Militärische Fluggeräte werden in der Regel auch in Fluglagen betrieben, welche an technisch machbaren Limiten sind. Im militärischen Flugbetrieb ist es nicht ungewöhnlich, dass Unten und Oben auch mal vertauscht sind, was in der zivilen Luftfahrt nicht gerade an der Tagesordnung ist.
Hinzu kommt noch die kleinere Masse, die höhere Geschwindigkeit und die „Übermotorisierung“ bei militärischen Flugzeugen. Alles Dinge, welche eine präzisere Steuerung abverlangen, dazu noch in kürzerer Zeit.

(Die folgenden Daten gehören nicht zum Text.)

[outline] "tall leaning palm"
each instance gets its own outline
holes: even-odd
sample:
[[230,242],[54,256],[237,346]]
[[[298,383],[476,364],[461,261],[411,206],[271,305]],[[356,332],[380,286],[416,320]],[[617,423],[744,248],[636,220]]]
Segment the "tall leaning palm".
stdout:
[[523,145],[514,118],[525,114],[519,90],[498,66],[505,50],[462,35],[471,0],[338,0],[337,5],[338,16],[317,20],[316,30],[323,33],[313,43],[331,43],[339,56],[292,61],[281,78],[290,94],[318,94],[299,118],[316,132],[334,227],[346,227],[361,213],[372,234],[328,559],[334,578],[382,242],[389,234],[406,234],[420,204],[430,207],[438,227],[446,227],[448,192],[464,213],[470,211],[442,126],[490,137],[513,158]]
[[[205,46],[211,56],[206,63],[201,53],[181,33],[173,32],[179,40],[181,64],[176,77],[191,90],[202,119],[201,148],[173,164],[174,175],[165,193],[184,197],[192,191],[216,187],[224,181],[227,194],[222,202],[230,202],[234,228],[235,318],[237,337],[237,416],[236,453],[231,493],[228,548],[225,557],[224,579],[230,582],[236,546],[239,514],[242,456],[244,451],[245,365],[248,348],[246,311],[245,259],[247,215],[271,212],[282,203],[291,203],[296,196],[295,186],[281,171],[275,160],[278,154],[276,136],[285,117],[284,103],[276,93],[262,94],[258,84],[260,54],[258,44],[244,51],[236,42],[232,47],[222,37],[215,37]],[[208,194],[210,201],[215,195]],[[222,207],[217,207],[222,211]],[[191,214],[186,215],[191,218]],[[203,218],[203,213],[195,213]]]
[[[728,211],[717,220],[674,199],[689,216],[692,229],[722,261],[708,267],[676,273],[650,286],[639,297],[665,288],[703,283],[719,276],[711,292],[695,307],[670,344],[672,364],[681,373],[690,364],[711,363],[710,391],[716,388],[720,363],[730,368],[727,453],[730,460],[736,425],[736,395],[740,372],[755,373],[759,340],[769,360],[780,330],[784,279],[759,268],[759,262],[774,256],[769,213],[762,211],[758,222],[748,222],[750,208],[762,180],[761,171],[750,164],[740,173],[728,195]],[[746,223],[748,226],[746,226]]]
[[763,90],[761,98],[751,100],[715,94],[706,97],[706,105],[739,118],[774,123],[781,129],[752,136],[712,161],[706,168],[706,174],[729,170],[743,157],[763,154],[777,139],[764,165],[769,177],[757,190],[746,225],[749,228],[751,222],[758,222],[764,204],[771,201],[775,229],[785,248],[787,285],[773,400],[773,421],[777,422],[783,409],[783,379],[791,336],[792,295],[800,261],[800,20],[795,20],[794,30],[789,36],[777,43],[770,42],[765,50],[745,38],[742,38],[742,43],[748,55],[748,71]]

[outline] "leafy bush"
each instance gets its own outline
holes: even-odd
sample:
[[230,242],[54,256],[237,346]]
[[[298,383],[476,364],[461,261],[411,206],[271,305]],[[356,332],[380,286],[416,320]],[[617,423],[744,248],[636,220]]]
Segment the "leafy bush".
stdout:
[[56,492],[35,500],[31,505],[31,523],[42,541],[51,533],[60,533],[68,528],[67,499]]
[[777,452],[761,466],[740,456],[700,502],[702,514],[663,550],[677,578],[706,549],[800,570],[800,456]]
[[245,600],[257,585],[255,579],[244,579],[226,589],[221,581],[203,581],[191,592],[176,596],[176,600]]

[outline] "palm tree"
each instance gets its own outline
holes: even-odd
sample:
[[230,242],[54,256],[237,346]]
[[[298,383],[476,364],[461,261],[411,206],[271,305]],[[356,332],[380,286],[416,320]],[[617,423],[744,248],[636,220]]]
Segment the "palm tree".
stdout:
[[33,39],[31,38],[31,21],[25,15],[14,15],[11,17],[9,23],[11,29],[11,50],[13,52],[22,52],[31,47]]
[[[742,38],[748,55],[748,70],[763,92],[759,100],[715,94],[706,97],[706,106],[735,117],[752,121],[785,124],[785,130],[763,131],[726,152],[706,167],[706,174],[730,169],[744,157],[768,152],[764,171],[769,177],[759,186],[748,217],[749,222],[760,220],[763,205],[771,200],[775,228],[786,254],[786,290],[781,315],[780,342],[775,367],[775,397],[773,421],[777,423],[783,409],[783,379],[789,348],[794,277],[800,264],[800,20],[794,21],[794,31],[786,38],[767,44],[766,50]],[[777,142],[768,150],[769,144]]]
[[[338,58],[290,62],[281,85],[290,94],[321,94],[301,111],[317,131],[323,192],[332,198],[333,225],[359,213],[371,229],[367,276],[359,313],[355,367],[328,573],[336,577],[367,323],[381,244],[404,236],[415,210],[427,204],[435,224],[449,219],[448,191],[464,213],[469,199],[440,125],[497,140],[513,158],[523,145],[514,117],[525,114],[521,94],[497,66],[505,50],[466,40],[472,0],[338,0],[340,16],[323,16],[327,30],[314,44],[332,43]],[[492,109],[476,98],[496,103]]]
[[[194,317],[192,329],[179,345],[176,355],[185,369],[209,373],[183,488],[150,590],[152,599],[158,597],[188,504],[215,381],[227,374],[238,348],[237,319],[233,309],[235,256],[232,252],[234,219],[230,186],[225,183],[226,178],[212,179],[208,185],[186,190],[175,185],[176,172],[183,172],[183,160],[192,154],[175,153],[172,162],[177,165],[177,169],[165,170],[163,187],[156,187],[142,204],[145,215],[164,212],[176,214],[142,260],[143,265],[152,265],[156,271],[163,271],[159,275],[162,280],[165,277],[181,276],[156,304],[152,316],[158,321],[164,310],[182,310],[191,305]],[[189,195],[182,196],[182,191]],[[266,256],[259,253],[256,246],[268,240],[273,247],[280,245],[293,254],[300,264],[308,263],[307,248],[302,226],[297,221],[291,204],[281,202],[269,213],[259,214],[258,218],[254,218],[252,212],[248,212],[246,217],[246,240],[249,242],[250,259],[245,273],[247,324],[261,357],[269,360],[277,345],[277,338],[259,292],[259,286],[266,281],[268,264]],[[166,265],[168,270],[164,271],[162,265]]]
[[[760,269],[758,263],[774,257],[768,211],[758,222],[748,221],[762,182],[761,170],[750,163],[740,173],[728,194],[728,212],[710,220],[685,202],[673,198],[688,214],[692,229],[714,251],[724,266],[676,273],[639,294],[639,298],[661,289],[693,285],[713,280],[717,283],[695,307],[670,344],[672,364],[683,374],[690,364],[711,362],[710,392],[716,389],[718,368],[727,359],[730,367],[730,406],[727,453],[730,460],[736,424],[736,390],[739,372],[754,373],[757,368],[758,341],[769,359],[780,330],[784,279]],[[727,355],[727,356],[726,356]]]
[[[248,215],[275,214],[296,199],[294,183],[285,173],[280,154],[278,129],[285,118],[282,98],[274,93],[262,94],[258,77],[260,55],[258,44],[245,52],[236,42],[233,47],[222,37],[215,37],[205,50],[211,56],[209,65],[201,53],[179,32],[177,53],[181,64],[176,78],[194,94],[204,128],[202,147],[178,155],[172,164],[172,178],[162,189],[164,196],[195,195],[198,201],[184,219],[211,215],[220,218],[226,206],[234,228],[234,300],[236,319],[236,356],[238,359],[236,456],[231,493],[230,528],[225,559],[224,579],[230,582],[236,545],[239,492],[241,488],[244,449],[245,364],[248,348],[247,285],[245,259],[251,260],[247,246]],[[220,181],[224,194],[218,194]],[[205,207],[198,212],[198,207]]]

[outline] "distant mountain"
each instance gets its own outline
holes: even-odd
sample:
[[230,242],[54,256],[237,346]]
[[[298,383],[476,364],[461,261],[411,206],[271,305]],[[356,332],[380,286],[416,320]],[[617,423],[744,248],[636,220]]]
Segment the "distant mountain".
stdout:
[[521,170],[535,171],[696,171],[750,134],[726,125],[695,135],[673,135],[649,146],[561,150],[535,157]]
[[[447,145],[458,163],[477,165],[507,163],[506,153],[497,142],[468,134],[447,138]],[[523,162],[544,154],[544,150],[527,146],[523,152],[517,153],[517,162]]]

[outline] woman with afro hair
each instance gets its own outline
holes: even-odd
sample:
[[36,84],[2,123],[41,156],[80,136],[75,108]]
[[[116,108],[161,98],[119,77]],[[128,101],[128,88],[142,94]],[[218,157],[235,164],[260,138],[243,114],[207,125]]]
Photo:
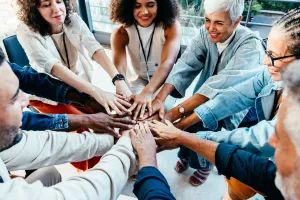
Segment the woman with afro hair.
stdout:
[[[151,102],[168,77],[180,50],[181,26],[177,0],[112,0],[110,18],[121,25],[111,36],[113,63],[125,75],[131,92],[133,119],[152,115]],[[136,79],[128,73],[131,60]],[[165,109],[175,99],[169,97]],[[169,102],[169,103],[168,103]],[[146,114],[148,110],[148,114]]]

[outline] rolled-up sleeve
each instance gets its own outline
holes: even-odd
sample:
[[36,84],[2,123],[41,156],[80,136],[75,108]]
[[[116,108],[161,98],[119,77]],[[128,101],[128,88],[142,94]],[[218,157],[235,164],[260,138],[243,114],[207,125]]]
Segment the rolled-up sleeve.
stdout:
[[269,144],[269,138],[275,131],[276,118],[263,120],[250,128],[237,128],[233,131],[201,131],[197,136],[218,142],[238,145],[242,149],[258,156],[273,157],[274,148]]
[[194,112],[205,128],[216,130],[218,121],[254,106],[258,94],[270,81],[269,72],[264,70],[238,85],[218,90],[213,99],[194,109]]
[[174,65],[166,83],[172,84],[180,94],[185,96],[186,89],[191,85],[196,76],[204,67],[206,47],[203,39],[203,27],[191,41],[190,45]]
[[40,114],[34,112],[23,112],[22,130],[44,131],[63,130],[69,127],[68,116],[66,114]]

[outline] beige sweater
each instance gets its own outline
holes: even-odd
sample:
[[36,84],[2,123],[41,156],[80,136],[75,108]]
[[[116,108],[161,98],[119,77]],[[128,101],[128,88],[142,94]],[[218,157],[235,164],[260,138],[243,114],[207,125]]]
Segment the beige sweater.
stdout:
[[[129,137],[122,137],[108,151],[112,144],[109,135],[24,132],[18,144],[0,153],[0,175],[4,180],[0,199],[116,199],[137,165]],[[28,184],[21,178],[11,180],[8,175],[8,170],[36,169],[103,154],[94,168],[48,188],[41,182]]]

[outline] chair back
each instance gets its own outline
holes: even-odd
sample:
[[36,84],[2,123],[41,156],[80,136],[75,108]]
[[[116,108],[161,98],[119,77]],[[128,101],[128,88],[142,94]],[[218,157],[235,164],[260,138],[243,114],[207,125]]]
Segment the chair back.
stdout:
[[29,65],[27,55],[18,41],[16,35],[7,37],[3,40],[9,62],[16,63],[20,66]]

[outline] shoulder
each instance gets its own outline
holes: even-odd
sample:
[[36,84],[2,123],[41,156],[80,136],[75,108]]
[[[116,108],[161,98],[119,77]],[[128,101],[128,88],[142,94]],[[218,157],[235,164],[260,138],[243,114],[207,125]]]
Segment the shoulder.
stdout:
[[69,19],[71,21],[71,23],[67,25],[69,29],[81,32],[82,27],[86,25],[77,13],[70,14]]
[[181,25],[178,20],[173,24],[164,29],[165,37],[167,38],[170,35],[181,34]]
[[43,40],[44,37],[41,36],[39,32],[34,31],[32,28],[27,26],[24,23],[20,23],[16,29],[16,35],[19,40],[28,39],[28,38],[38,38],[39,40]]
[[125,44],[128,44],[129,42],[129,36],[128,33],[123,25],[116,28],[111,35],[112,42],[122,42]]

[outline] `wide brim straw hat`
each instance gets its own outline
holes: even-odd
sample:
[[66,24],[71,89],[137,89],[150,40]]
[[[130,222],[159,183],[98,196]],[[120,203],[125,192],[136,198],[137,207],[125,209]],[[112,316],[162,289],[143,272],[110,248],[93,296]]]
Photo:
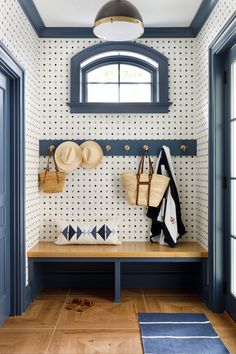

Bei einer zivilen Maschine gibt es keinen Modus um mit Mach 1 30m über dem Boden zu fliegen und dabei noch Häusern auszuweichen. Die Software ist also wesentlich komplizierter.

MfG Peter(TOO)

Im Shuttle ist das Flightdeck
eher geräumig.

Hi,
sicher? Ich finde eher nicht (zumindest im Vergleich mit einem Airliner Cockpit).
http://www.panoscan.com/Shuttle/FlightDeck/Small.mov

Grüße,
Felix

Hallo Felix,

sicher? Ich finde eher nicht (zumindest im Vergleich mit einem
Airliner Cockpit).
http://www.panoscan.com/Shuttle/FlightDeck/Small.mov

Also beim Start sind da doch 4 oder 5 Sitze …

MfG Peter(TOO)

Hello again!

Bei militärischen Projekten ist es in der Luft- und Raumfahrt
üblich einen Schleudersitz in der Testphase einzubauen.
Hingegen in der Zivilluftfahrt nicht. Woher rührt das?

Hallo,

noch was zur Ergänzung:

die Testflüge dienen ja hauptsächlich der Zulassung durch die Behörden, und müssen daher zwingend mit der Serienausführung durchgeführt werden. Würde man ein Loch ins Cockpitdach sägen (etwas vereinfacht), könnte man keine gültige Zulassung bekommen.

Vorhergehende Tests, ob das Ding überhaupt fliegt, gibt es heute nicht mehr, wie am neuen Airbus sehr schön gezeigt wurde.